Do you think your results are specific to your country (Canada)? How would you like to see this research replicated in other countries?
I do not think the results are specific to Canada; rather, I think any country with ubiquitous and reliable access to broadband Internet connectivity and mobile technologies would find similar results regarding retirees’ use of such for the purposes of enhancing their informal, self- directed learning activities.
What practical outcomes does this project have?
A practical outcome from this research project will be to share the findings with agencies and/or organizations charged with assisting older adults to utilize all the resources available to them, including opportunities to connect with others in learning communities, via mobile technologies.

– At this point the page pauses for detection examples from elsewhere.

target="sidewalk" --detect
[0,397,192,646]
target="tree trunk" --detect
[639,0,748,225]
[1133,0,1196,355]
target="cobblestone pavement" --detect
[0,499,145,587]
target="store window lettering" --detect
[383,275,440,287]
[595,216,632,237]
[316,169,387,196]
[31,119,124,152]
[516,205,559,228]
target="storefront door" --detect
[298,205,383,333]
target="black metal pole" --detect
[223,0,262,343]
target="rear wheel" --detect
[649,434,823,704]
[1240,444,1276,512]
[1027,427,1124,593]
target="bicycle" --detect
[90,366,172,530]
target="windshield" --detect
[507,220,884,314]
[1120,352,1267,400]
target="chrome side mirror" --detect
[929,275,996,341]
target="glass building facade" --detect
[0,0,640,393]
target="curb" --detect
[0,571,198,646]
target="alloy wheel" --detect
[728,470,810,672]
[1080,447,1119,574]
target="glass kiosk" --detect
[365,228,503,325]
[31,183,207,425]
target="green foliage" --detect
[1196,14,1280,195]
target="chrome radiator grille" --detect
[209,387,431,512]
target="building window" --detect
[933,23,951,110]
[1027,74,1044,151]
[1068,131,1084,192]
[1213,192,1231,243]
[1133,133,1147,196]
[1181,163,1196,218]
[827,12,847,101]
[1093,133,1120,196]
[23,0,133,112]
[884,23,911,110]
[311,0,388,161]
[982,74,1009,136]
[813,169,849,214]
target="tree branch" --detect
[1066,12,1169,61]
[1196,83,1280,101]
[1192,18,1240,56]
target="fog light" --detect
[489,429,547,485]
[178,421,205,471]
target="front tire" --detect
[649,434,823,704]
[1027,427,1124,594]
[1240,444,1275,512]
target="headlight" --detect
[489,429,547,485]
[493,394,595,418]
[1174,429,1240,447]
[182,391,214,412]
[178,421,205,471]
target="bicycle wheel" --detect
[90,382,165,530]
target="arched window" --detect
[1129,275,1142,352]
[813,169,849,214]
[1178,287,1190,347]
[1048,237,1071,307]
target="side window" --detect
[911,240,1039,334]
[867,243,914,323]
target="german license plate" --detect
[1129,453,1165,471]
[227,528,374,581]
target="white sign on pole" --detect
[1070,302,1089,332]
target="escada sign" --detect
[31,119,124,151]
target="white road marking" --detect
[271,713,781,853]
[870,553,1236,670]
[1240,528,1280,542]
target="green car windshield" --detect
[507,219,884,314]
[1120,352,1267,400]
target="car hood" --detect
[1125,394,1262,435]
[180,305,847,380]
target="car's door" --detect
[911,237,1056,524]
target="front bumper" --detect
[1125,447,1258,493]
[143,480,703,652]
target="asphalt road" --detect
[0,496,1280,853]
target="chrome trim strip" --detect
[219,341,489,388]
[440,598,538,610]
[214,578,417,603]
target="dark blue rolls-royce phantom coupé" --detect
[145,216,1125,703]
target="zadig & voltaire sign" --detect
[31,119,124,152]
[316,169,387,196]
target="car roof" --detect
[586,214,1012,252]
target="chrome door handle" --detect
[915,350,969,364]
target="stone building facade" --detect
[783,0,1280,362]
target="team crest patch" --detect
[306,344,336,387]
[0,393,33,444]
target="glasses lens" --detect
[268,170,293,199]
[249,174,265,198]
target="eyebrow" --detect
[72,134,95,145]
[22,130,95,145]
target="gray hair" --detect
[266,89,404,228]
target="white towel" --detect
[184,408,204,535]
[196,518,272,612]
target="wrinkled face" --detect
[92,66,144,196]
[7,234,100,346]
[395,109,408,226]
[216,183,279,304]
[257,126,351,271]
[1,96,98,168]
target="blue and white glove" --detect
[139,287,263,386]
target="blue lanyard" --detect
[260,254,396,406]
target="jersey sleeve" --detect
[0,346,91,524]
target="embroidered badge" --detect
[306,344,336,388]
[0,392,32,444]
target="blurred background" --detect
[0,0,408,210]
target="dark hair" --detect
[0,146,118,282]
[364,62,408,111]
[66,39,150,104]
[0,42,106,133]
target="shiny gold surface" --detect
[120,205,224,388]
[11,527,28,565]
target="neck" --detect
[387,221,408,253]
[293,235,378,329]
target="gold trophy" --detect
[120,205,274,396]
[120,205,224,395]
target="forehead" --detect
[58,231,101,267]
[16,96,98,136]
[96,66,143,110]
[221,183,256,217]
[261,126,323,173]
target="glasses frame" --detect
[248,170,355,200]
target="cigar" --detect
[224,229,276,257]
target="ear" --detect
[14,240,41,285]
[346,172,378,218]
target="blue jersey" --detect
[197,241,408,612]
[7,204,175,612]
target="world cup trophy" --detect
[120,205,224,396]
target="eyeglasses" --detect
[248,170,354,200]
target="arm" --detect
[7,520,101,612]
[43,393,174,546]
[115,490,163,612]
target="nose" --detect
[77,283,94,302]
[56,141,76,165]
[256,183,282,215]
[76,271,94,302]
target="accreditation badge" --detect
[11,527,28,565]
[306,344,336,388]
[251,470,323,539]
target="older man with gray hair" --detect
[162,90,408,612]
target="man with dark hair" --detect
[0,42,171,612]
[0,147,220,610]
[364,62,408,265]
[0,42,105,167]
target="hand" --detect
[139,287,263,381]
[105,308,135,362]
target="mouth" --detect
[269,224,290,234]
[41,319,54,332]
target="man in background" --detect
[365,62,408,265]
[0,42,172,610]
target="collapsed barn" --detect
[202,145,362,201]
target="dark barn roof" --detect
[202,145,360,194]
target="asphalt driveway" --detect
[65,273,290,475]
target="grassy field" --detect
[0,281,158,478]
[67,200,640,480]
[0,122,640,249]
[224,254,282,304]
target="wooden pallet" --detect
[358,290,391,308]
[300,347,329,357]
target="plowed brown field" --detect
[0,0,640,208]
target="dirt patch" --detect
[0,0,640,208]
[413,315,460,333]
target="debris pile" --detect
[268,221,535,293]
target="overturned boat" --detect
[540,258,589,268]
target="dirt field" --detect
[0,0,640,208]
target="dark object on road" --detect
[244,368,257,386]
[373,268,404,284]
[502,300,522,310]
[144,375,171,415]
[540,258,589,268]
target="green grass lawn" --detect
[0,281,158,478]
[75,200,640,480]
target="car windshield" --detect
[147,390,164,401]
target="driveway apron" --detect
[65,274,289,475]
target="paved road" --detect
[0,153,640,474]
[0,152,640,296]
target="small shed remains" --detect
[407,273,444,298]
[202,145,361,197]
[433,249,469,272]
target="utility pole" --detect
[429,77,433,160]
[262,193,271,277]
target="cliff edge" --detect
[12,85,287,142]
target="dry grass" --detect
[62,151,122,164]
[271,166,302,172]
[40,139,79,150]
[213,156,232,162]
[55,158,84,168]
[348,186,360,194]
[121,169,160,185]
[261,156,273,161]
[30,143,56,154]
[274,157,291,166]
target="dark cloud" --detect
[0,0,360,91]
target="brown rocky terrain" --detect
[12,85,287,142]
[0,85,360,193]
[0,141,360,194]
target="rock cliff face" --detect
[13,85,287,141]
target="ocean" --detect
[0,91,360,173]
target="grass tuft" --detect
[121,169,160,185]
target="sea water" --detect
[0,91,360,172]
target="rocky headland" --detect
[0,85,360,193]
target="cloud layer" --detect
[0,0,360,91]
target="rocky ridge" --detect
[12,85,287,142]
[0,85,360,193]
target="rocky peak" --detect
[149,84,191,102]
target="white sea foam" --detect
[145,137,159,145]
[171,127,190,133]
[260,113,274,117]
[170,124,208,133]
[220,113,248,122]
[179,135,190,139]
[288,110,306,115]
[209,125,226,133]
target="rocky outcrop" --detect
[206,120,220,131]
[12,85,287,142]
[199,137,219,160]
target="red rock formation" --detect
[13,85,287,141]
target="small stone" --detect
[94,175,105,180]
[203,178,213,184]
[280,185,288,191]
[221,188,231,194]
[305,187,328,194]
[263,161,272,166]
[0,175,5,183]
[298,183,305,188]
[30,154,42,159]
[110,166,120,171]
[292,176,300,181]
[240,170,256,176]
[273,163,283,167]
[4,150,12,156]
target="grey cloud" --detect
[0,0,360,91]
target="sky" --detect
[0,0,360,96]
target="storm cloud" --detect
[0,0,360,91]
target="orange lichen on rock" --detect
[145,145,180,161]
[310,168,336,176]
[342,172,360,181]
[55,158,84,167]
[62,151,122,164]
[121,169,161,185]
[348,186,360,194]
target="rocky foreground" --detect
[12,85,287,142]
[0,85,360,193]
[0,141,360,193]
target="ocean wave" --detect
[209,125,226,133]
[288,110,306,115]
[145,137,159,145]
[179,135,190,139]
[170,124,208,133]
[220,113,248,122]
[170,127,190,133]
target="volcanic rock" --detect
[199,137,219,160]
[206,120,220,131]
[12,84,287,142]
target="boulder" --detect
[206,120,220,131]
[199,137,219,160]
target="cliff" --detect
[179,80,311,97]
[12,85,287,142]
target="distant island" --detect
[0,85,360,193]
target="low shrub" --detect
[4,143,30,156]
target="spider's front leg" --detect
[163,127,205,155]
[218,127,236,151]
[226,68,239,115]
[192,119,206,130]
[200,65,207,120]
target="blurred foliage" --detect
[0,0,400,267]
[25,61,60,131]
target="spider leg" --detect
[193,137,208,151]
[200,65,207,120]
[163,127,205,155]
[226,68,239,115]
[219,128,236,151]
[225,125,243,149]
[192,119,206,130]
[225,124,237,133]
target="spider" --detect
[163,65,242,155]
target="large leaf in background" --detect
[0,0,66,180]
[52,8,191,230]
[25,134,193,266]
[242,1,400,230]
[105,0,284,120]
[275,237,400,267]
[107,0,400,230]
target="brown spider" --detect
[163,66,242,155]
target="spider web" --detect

An additional possible practical outcome could be a better understanding of the nature of intrinsic motivation, as it is manifest in informal learning contexts, which in turn, may help to inform our efforts in K-12, higher education and corporate training environments; designing these to include relevant, “just-in-time” and “learning-on-the-go” opportunities, via mobile technologies, would be a tangible and useful outcome.
What’s next for you and your team? Are you planning follow-up research and development?
This research, funded by the Social Sciences and Humanities Council of Canada, as an Insight Development Grant, is meant to provide support for new initiatives; following the completion of analyses and interpretation of the data collected, an application will be made to secure additional funding (SSHRC-Insight Grant-2018) to continue and expand the investigation of mobile technology-mediated informal, self-directed learning.
You will be attending and presenting your findings at E-Learn conference in Vancouver – what are things you want input on or would like to discuss with the AACE community?
My colleague (Dr. Marguerite Koole) and I will be attending and presenting at the E-Learn Conference in Vancouver. We would appreciate any input, creative and constructive suggestions regarding our findings, would be open to possible collaborative research ventures, and anticipate vibrant, collegial exchange of ideas, insights and questions.
Anything else you look forward to in Vancouver?
Pleasant weather, great food and an excellent conference experience!
Dirk Morrison is an Associate Professor of Educational Technology and Design and Graduate Chair in the Department of Curriculum Studies, College of Education, University of Saskatchewan. Research interests: e-learning design practice applied; educational technology in higher education, informal online learning environments; effects of ICT on culture and society; AI and the future of learning.